I spent 25 minutes querying reporters and meeting planners yesterday, something for which I haven’t set a goal but have been tracking as of February 15 (it depends entirely on who is looking for what kinds of sources and speakers)—it’s ranged from 20 to 65 minutes per day: sorting and responding to reporters looking for sources on HARO and its competitors, checking out and responding to speaking leads from Google alerts.
This whole thing is not an exact science. Sometimes I forget to start or stop a tracking category (or I think I’ve hit the button and it doesn’t register), sometimes I get interrupted by a phone call and let a few minutes chip into the category, and of course, sometimes one activity leads right into another, such as responding to e-mails that bring me to social media. But it’s a good approximation of how I’m spending my time. I don’t beat myself up when I’m off-goal, but I do try to compensate for it in other ways.

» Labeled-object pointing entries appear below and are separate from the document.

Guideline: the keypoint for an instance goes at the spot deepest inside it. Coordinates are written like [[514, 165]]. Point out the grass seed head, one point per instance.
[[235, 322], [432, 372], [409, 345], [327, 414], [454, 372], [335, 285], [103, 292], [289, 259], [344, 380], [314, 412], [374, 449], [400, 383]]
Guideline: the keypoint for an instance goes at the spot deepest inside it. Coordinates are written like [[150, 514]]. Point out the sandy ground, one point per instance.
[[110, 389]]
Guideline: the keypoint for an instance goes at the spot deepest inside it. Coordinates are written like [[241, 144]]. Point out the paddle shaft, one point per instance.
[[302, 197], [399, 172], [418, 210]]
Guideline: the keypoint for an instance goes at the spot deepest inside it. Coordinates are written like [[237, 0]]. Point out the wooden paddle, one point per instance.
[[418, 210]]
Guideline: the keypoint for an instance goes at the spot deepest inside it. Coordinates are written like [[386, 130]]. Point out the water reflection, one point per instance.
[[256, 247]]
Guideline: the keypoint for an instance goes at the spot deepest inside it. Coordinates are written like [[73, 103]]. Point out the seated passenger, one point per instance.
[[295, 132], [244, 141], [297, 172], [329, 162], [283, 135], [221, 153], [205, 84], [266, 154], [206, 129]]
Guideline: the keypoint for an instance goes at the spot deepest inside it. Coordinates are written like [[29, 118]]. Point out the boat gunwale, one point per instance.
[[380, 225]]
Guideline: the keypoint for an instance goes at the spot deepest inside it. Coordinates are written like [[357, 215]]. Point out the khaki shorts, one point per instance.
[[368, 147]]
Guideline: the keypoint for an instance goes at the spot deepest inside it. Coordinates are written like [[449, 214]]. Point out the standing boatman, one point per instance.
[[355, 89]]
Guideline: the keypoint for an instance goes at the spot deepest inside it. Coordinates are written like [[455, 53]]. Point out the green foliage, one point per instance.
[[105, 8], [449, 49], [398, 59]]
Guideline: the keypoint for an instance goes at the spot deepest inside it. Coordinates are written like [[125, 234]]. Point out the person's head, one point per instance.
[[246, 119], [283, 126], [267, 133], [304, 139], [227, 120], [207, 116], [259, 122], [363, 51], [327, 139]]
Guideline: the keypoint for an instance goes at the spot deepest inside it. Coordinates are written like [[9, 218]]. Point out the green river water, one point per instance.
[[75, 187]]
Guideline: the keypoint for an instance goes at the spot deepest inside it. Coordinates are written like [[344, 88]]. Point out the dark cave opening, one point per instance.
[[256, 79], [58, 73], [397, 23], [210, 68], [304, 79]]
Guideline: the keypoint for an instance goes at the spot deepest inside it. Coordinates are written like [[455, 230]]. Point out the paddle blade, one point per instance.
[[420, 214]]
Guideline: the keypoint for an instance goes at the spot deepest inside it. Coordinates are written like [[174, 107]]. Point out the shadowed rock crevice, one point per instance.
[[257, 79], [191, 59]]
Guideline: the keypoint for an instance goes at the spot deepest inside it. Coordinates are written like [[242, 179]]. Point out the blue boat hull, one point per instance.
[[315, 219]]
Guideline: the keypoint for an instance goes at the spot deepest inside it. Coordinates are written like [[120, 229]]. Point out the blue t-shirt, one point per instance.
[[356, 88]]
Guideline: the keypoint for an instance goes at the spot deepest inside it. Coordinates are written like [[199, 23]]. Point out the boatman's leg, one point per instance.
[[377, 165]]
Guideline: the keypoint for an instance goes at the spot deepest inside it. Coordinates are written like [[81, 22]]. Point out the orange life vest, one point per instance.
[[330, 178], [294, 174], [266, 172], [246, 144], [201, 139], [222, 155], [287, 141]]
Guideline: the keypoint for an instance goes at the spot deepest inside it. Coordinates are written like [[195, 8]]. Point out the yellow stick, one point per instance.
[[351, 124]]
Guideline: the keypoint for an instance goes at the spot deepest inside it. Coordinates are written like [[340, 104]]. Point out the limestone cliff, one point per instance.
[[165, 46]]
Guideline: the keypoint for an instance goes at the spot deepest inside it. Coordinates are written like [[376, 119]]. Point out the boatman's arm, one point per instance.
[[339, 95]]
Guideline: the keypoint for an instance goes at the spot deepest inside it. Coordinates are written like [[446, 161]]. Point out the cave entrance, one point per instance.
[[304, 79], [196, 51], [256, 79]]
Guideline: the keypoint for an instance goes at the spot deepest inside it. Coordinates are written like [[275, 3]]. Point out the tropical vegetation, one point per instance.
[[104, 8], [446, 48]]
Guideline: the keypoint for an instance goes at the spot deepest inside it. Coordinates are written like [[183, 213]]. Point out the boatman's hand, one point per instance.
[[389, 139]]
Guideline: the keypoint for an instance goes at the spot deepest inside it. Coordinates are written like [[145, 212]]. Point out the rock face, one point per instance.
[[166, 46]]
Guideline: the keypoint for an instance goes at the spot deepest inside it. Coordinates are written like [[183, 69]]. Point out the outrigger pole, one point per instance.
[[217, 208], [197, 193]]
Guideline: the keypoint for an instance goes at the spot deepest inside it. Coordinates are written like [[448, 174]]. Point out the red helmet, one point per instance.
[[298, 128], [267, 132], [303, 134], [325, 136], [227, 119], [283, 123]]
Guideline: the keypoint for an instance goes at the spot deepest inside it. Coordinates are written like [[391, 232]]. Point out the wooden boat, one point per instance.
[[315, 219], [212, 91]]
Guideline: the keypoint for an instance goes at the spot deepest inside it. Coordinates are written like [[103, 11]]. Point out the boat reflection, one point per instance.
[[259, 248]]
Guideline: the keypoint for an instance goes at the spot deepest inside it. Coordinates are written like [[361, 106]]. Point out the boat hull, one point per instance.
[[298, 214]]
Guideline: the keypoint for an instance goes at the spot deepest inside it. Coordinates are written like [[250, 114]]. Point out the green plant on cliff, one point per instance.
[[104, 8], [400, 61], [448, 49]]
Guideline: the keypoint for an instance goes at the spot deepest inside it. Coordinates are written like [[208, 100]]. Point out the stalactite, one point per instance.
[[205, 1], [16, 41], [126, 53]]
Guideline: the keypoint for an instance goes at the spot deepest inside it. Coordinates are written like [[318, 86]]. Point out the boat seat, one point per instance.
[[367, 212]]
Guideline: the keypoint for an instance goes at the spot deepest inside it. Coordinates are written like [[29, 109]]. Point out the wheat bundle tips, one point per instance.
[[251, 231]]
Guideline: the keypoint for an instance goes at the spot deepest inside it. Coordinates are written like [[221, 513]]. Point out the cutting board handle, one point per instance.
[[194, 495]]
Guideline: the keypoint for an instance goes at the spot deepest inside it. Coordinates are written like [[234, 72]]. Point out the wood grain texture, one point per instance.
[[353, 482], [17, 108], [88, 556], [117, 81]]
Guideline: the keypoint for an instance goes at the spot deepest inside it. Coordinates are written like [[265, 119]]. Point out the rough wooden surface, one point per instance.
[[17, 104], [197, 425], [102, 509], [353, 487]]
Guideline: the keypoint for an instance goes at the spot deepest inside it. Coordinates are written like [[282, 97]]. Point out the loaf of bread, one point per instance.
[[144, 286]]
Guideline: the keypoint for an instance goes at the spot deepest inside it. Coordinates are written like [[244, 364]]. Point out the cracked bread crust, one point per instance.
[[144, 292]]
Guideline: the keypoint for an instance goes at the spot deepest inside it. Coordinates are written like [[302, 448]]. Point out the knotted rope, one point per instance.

It’s also not perfect in that just because I’m spending a block of time on something doesn’t mean I’m experiencing high productivity. Yesterday, for instance, a full hour of my client time was chewed up researching something that should have been very easy to find. Sometimes, I’m not hugely efficient with a task even if I’m clocking it. But other times, I can power up and do a 1000-word article in 30 or 40 minutes (this one. 957 words, took 43 minutes), write a client project, and go go go.
On the whole, I’ve had a very productive and focused two months, and I’d call the experiment a big success. One that will continue until I have a reason to stop.